La noche anterior, mi cuerpo era un trompo sobre la cama. Entre tanto giro no lograba conciliar el sueño. Me acosté temprano, con la esperanza de dormir mejor, pero el insomnio llegó con corbata. Esa mañana tenía una entrevista de trabajo. La posibilidad de ser contratada nuevamente por una empresa, después de más de diez años, me llenaba de ilusión y, por tanto, de una emoción nerviosa, casi adolescente.
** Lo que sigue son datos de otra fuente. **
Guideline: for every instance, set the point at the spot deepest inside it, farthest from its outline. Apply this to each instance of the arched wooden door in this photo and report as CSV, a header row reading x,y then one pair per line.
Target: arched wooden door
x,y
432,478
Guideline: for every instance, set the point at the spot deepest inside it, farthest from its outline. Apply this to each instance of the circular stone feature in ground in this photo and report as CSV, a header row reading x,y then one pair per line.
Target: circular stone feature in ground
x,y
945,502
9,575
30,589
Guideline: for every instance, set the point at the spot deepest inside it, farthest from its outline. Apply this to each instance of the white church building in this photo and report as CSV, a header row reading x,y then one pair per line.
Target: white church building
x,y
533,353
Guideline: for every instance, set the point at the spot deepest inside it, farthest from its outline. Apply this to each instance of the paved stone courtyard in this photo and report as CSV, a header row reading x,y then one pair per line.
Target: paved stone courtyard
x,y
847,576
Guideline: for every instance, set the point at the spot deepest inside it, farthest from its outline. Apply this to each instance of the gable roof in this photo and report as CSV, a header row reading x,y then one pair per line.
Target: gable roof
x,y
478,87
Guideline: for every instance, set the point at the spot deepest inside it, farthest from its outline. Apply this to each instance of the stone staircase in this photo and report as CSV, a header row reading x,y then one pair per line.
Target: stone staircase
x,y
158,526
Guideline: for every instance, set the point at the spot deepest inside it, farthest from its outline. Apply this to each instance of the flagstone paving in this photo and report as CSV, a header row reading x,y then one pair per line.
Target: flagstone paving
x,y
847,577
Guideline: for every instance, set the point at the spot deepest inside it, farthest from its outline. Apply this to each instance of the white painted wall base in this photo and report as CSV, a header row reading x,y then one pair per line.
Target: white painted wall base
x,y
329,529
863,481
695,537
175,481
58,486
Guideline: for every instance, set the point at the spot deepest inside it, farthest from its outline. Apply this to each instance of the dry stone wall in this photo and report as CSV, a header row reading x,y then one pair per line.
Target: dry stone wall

Había trabajado veinte años como empleada en una empresa. Recibía mi sueldo semanal, tenía prestaciones, viajaba, cambiaba de auto cada tres años. Sin lujos excesivos, pero con estabilidad. Ahora, después de doce años fuera del circuito —entre crianza, casa y perros—, pensaba que mi madurez sería un plus. No tenía distracciones emocionales ni bebés que lloraran a medianoche. Solo ganas y currículum.
Requerían un candidato para el puesto de Capacitación y Desarrollo, la parte de mi profesión que más me gustaba. Ya había sido jefa antes, no necesitaba más jerarquía. Solo una oportunidad de volver al juego.
Escogí con cuidado el atuendo: pantalón sastre beige, blusa blanca con rayas azules, discreta pero firme. Me veía bien. Usaba la misma talla que en mis años de soltera. Pensé que eso hablaba de mi disciplina y orden.
Me arreglé temprano. Mi esposo llevó al niño a la escuela y yo salí rumbo al corporativo. Portafolio en mano, currículum engargolado como si fuera una tesis de posgrado. Veinte minutos en coche. Llegué temprano. El estacionamiento para visitas estaba a dos cuadras, que caminé sin prisa —gracias al cielo, sin tacones.
Al llegar, me impactó la recepción: vitrinas con chocolates como si fueran joyas. Chocolates que mi hijo adoraba. Ya me veía comprándolos a precio de fábrica, siendo la mamá cool del salón.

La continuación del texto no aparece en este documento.